# Possible new immigration laws under Obama!?!?!



## mrees007 (Jan 8, 2009)

I read on these threads that President Obama might change the immigration laws to the USA... maybe for the best or maybe for the worse (more than likely the latter knowing the world economic state)...

... but when (if he does) is that due to happen, if it happens this year?

I wish they had a point system like in Canada and Australia.


----------



## ChungyUK (Feb 27, 2008)

don't we all lol


----------



## Bevdeforges (Nov 16, 2007)

At the risk of being less than positive here, I don't get the feeling that immigration reform is a very high priority issue just now in the US - especially given that it seems many of the illegal immigrants have started going home, based on the dismal economy.
Cheers,
Bev


----------



## mrees007 (Jan 8, 2009)

Bevdeforges said:


> At the risk of being less than positive here, I don't get the feeling that immigration reform is a very high priority issue just now in the US - especially given that it seems many of the illegal immigrants have started going home, based on the dismal economy.
> Cheers,
> Bev


I was only saying as there were people saying that the green card lottery might be taken away.


----------



## twostep (Apr 3, 2008)

This rumor has been going around. On the other hand - H1B has turned into a lottery.


----------



## frenchie (Dec 12, 2008)

I highly doubt he is going to do anything, he just has too much on his plates. And let's face it, no politician cares about USCIS being backlogged, family being separated by continents... I read his agenda on whitehouse.gov website and he wants to legalize illegal aliens. Great,way to reward people for breaking the law!

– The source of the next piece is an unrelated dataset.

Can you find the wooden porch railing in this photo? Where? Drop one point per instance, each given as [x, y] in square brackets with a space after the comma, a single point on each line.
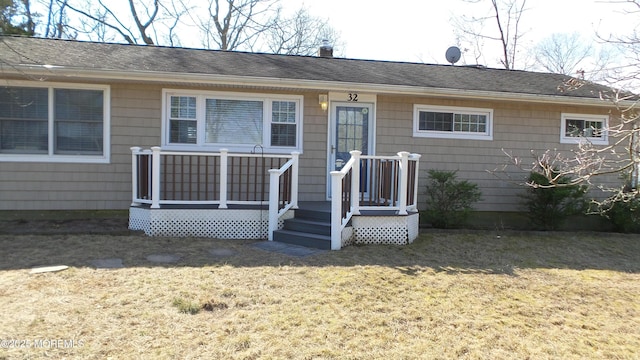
[365, 183]
[372, 183]
[168, 177]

I hope that the green card lottery doesn't go away! I think it is great that you have that possibility when you don't fit into any of the immigrant visas.


----------



## Tiffani (Dec 4, 2007)

if anything does change during his administration, it'll be after he's fixed the economy, closed out the war in Iraq, shifted the war in Afghanistan (or won it), established peace in the middle east, and solved the climate crisis

Immigration is not a top priority now for most Americans. When we have spare cash, we can afford to worry about the illegal aliens. When we're all losing our jobs, we don't worry so much about who's coming over and who's not.


----------



## synthia (Apr 18, 2007)

Unless, of course, we are afratid they are the reason we aren't getting jobs. The recession is having a big effect in Mexico, where even legal US residents are returning to Mexico because they don't have work in the US. And the money sent back by Mexicans working in the US is decreasing, too. So, while things are bad here, I've read that illegal immigration has slowed.


----------



## Fatbrit (May 8, 2008)

Well I'm expecting a major immigration bill in the next year. Immigration is a contentious issue that can really cost votes whichever way you play it. At the moment the Democrats have the most power any party gets under the Constitution -- and they will lose seats in 2010 regardless of the direction the country takes. So it makes sense to get a badly needed fix for this broken system through in the first year.


----------